The invention also includes one or more compounds of the invention, or any combination thereof, in an amount effective to inhibit RSV replication in a host. The compound of course is therefore useful for inhibiting virus replication in a cell or neutralization (i.e. inactivation) of extracellular virus. Additionally, the invention includes one or more compound of the invention present as a pharmaceutically acceptable salt, or any combination thereof, wherein the compound is present in an amount effective to inhibit RSV replication in a host.

As used herein, to inhibit RSV replication in a host means to reduce the virus load in a host to a level which is lower than the level of the virus load in an otherwise identical mammal which was not administered the compound. Preferably, virus load in a mammal is reduced by about 1 to 12 log10 or more relative to an otherwise identical mammal which was not administered the compound. Virus load in a mammal can be assessed by a number of methods known in the art such as, for example, obtaining a tissue or fluid sample from the mammal and assessing the amount of virus or viral components in the mammal contained therein using technology which is either virological, immunological, biochemical or molecular biological in nature and which is well known to the skilled artisan and which are described elsewhere herein. Inhibition of RSV replication in a cell is assessed using similar or identical assays as those used to assess virus load in a mammal.

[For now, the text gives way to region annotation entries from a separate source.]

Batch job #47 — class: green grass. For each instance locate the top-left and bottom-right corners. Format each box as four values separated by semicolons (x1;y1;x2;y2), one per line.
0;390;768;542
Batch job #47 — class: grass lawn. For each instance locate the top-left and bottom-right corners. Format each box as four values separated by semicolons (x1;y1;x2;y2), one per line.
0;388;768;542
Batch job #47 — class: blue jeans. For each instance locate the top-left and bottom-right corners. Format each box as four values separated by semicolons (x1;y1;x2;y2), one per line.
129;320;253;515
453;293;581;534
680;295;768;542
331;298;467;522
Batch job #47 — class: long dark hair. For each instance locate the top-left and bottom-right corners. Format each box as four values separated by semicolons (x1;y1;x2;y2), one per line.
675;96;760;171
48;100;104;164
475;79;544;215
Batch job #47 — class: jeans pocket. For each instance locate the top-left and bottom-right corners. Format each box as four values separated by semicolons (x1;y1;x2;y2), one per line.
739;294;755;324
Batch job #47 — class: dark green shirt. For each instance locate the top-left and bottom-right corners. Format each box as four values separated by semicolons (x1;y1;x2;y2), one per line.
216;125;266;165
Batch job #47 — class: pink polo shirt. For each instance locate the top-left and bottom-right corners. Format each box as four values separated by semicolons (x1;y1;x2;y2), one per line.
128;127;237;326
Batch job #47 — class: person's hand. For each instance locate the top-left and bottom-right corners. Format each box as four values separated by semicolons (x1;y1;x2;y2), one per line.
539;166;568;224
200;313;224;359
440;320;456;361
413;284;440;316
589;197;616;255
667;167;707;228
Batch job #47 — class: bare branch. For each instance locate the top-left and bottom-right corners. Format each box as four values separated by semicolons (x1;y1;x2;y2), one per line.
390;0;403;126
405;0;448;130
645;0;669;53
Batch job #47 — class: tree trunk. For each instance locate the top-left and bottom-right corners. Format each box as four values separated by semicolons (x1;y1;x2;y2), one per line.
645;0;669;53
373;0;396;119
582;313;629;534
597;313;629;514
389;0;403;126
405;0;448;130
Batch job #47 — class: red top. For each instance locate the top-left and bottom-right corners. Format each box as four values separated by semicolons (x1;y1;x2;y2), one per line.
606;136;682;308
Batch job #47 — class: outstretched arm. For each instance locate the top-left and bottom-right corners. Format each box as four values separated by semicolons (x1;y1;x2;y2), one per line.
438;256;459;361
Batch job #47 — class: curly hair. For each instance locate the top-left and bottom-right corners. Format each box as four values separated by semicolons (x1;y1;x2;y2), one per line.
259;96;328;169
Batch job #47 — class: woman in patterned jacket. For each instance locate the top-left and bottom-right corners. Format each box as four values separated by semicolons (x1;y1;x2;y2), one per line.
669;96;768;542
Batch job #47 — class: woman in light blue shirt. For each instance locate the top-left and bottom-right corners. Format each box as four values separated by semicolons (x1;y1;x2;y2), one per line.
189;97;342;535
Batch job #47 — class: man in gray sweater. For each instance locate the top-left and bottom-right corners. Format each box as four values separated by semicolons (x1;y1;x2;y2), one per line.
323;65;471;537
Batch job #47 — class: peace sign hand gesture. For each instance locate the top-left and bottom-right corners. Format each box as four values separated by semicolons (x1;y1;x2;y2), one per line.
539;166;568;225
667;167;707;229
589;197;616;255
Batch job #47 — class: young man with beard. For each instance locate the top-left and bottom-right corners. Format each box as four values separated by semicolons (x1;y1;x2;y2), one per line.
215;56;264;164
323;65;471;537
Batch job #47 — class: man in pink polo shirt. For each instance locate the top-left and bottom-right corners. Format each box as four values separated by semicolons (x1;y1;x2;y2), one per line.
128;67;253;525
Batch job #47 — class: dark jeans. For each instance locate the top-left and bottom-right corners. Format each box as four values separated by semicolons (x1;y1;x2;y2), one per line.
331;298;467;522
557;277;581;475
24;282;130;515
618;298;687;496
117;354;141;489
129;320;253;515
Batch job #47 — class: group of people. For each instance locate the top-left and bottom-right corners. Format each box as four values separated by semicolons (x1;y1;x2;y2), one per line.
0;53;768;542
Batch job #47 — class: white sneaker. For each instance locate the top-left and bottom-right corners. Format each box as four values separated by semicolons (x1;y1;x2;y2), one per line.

The invention also includes a kit for administering a composition of the invention (e.g. a compound of the invention, a pharmaceutically acceptable salt thereof, or a pharmaceutical composition of the invention) to a host for treatment of RSV infection. Preferably, the host is a human. The kit comprises the composition of the invention and an instructional material, which describes adventitially administering the composition to the mammal by any of the routes of administration described herein. In another embodiment, this kit comprises a (preferably sterile) solvent suitable for dissolving or suspending the composition of the invention prior to administering the compound to the mammal.

As used herein, an ” instructional material” includes a publication, a recording, a diagram, or any other medium of expression which can be used to communicate the usefulness of the composition of the invention in the kit for any one or more of the following: effecting treatment of a RSV infection in a mammal or in a cell or alleviation or treatment of the symptoms of a RSV infection in the mammal. The instructional material of the kit of the invention may, for example, be affixed to a container which contains the composition of the invention or be shipped together with a container which contains the composition. Alternatively, the instructional material may be shipped separately from the container with the intention that the instructional material and the composition be used cooperatively by the recipient.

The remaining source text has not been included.